DOCTORS need to learn how to better communicate with their patients, watchdogs have warned.
The woman in charge of investigating serious complaints about the public sector says the NHS is dominating her workload, with many problems down to simple poor communication.
Over the last decade the number of complaints to the Scottish Public Services Ombudsman (SPSO) has doubled, with the watchdog now receiving an average of 16 protests a day.
Speaking on the first anniversary of taking up the new role, Ombudsman Rosemary Agnew also said spending cutbacks were having an impact on standards at public bodies such as councils.
Ms Agnew, the former Information Commissioner, said people were more willing to complain about poor service but rejected suggestions a complaints culture was developing in Scotland.
She said: “The complaints that reach us are very often a person saying they just want to put it right for the next person. I think there is an acceptance now, culturally, that it is ok to complain about poor service.
“Increasingly our public reports seem to be about health matters and the theme that has emerged to me is one of communication.
“That is clinicians to patients and communication across different parts of the NHS.
“With some of the complaints on my desk I have thought, do you know what, if you had communicated differently, I don’t think we would be here now.
“What has struck me and colleagues is what sort of training clinicians get in communication because I don’t think it is consistent.
“When I talk to nurses, they seem to have a different sort of training in communication skills to clinicians, and this is something that needs to be looked at.
“A lot of this is the transition between one part of care to another, what is communicated and how well it is communicated.
“Sometimes it is a lack of time, sometimes it is culture and it may be because the service user is actually quite difficult to communicate with, and people don’t have the skills to adapt to this.”
She added: “We must never forget people don’t go to work to intentionally do a poor job.”
Last week Chief Medical Officer Dr Catherine Calderwood called for a move away from the “doctor knows best” culture.
She has started an initiative where patients are sent advice on key questions to ask their doctor or nurse before their appointment.
These include asking whether a test, procedure or treatment is “really needed”, whether there are any risks and what would happen if patients decided not to have treatment.
The number of Scots employed in the public sector has fallen by nearly 50,000 over the last six years and funding cuts have stretched local authorities across the country.
Ms Agnew said these funding cuts are having an impact with her work, which now takes into consideration that many public bodies are having to make difficult decisions on the level of service they provide.

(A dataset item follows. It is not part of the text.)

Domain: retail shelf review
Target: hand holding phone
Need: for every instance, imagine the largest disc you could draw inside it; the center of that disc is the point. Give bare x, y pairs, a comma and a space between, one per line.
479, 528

She explained: “We have got used to an excellent service in some areas, say bin collections, but these now increasingly needed to be balanced against say education or special care.
“What we are likely to see is more complaints in areas where people have been used to a certain level of service where there is now not as much money to go around any more. The classic one is potholes. I wouldn’t like to be in a position in a council where I am having to make a choice; do I spend more money on schools or do the roads get repaired.
“So we have to be realistic, something that we try to do is when we look at complaints is consider reasonableness, was service provided reasonable given the circumstances?”
There were 4,104 number of complaints to the SPSO in 2016/17 (16 for every working day) – 37% related to councils and 34% were about the NHS.
A decade ago the SPSO handled 1,842 complaints with 51% of them about councils and just one in five about the health service.